BELFAST, Maine — As the new owner of the National Theatre Workshop for the Handicapped building on Church Street, the city of Belfast is deeply vested in its future.
That is why city officials are working cooperatively with the building’s last owners — the nonprofit theater organization — with the strong hopes that they will repair the deteriorating three-story former high school and maintain it.
“As it belongs to the city today, we feel we have an obligation to the broader Belfast community to make sure it is not in the abandoned position it has been in for the last 2½ years,” Belfast City Manager Joseph Slocum said Friday. “What we fear is that the abandonment will get worse.”
The city foreclosed on the former Crosby High School on Church Street last fall after the theater workshop defaulted on a $700 sewer bill. The property last was assessed in 2003 at $3.6 million.
Slocum said that he had gone into the building recently with a video camera to document the state of its interior.
“There’s real mold in that place. On furniture, on rugs, on tile floors, on cabinets,” he said. “There’s no question it’s there. It isn’t going to get any better until somebody deals with it.”
The city manager said that since the foreclosure, Belfast’s communication with National Theatre Workshop for the Handicapped officials has improved significantly, and he expects repair work to commence in two weeks.
“Overall, we’ve had some positive and constructive dialogue,” he said. “The city was never out to take this building away from its owners for $700.”
If the workshop can repair and maintain the building and once again mount performances there, that would be “great,” according to the city manager.
“We just don’t want to see it rot,” he said.
The theater workshop was founded in New York City in 1977 by Rick Curry, a Jesuit brother who wanted to provide the disabled with skills needed to pursue careers in professional theater. The Belfast campus was established as a seasonal adjunct to the year-round Manhattan studio in 1996, when the city sold the building to NTWH for $200,000.
Curry, who has since become a Jesuit priest, invested an estimated $3.5 million into the building. The nonprofit’s aims have shifted in recent years with Curry now focusing his efforts on helping disabled veterans in Washington, D.C.
Efforts last week and this weekend to reach Jack Barry, a spokesman for the NTWH and Curry’s longtime assistant, were unsuccessful. The city manager said that his conversations with Barry have led him to believe that NTWH right now has not determined what role the Crosby school will play in its future efforts to help the handicapped.
In an e-mail from Nov. 24 sent to the Bangor Daily News, Barry said that the workshop has been proud of the work it has done in Belfast.

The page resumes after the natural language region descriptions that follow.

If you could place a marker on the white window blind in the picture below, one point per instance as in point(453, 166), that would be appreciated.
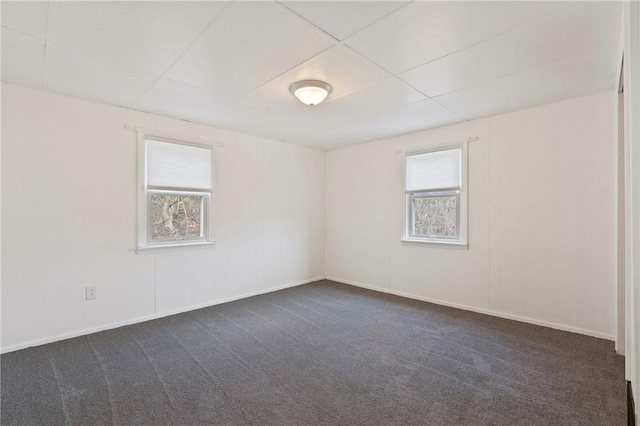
point(173, 165)
point(433, 170)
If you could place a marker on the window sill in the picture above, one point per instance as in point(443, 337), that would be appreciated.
point(434, 243)
point(168, 247)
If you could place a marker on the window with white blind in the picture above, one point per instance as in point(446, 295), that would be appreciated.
point(435, 187)
point(174, 203)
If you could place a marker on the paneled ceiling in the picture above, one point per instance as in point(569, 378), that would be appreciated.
point(395, 67)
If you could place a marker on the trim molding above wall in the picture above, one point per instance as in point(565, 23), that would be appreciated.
point(86, 331)
point(480, 310)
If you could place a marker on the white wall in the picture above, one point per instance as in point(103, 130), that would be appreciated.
point(542, 217)
point(632, 198)
point(69, 219)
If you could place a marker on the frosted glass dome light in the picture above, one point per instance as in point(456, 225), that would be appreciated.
point(310, 92)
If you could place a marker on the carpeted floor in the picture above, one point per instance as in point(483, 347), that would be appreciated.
point(321, 353)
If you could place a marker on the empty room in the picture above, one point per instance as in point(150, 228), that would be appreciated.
point(320, 213)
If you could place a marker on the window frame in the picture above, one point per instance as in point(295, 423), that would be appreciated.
point(145, 192)
point(461, 239)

“We are disappointed that our relationship with the city has turned into a legal one rather than one of cooperation and trust,” he wrote. “We hope to work closely with the city of Belfast to regain that former relationship and work toward our common goal — to make Belfast the best city it can possibly be for its residents.”
Belfast city councilors last fall expressed their concerns with the state of the building, which engineers over the summer found has mold and inadequate ventilation. They determined that it would cost $1.59 million to repair. Before the report, the city had potentially been interested in buying back the building, possibly to use as a community civic center, but Slocum said that the repairs would be too expensive for Belfast to undertake.
However, he sounded more optimistic than he did last fall regarding the building’s care.
“We are working with NTWH to find a way whereby they will step back in and come back and maintain the building that once was in their name,” he said. “The city sought to preserve an asset that had really gone unattended for too long. Because we have the title, this is our one ability to sit there and say, this must be done.”